Authored by spatel on Sep 17 2018, 3:10 PM.

Details

Summary

This is an alternative to D37896. I don't see a way to decompose multiplies generically without a target hook to tell us when it's profitable.

As a first step, I'm just trying to get the vector cases requested in PR34474:
https://bugs.llvm.org/show_bug.cgi?id=34474

The shakiest test diff here may be SSE4.1 code that uses 'pmulld' with a constant pool load. That can become 4 instructions like:

movdqa %xmm0, %xmm1
pslld $4, %xmm1
paddd %xmm0, %xmm1
movdqa %xmm1, %xmm0

...but I think despite the code-size increase, this is still better performing code. A scan of Agner's timing tables says pmulld is always at least 4 cycle latency, but possibly as much as 11 cycles.
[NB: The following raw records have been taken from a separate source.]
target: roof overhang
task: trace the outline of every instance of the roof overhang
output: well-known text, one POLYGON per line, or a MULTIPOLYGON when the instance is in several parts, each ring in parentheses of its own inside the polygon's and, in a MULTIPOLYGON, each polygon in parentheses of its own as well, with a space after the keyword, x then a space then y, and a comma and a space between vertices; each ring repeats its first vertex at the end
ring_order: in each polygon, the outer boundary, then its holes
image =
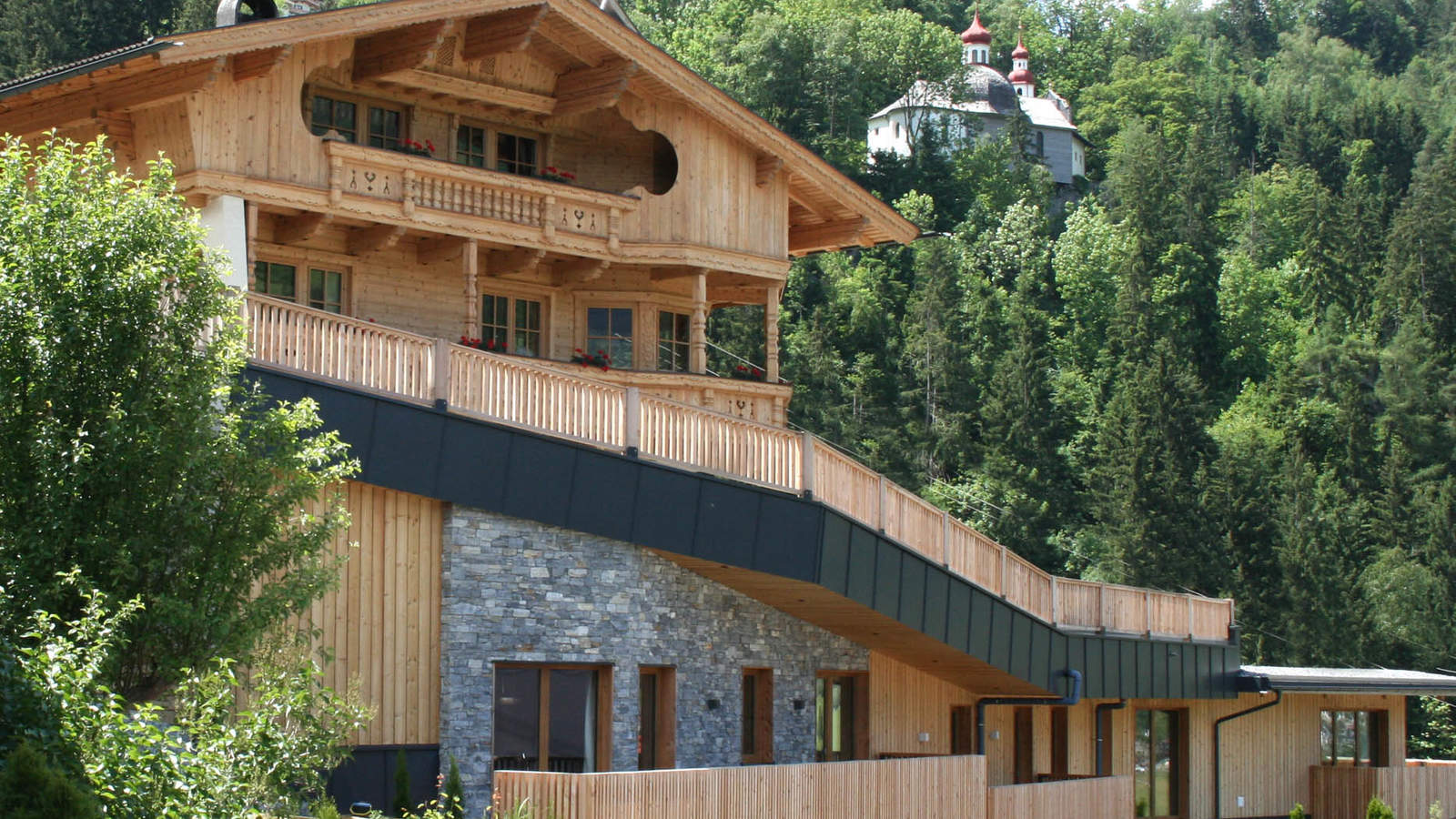
POLYGON ((1456 695, 1456 676, 1399 669, 1318 669, 1294 666, 1242 666, 1241 691, 1289 694, 1401 694, 1456 695))

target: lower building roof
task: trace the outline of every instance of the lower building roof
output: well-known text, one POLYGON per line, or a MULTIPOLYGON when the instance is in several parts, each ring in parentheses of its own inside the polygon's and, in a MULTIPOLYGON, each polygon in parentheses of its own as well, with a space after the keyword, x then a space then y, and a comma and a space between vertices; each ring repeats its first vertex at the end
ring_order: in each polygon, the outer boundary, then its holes
POLYGON ((1264 691, 1309 694, 1456 694, 1456 676, 1401 669, 1315 669, 1241 666, 1242 678, 1264 691))

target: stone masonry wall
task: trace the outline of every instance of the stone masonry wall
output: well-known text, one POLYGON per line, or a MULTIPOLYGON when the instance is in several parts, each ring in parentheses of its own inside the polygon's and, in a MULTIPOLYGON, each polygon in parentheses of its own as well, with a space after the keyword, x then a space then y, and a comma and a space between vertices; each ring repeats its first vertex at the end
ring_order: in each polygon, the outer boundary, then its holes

So replacing that with fast ops (and removing the constant load) should be a win even in the minimal case.

Diff Detail

Event Timeline

spatel created this revision.Sep 17 2018, 3:10 PM

The shakiest test diff here may be SSE4.1 code that uses 'pmulld' with a constant pool load. That can become 4 instructions like:

pmullw could be worse - that's often just 2/3cy latency

spatel updated this revision to Diff 165992.Sep 18 2018, 9:46 AM

Patch updated:
A more conservative first step for x86 - don't do the transform if the vector multiply is legal (pmullw/pmulld). The remaining cases should always be clear improvements in speed and size.

RKSimon accepted this revision.Sep 19 2018, 5:20 AM

LGTM

This revision is now accepted and ready to land.Sep 19 2018, 5:20 AM
This revision was automatically updated to reflect the committed changes.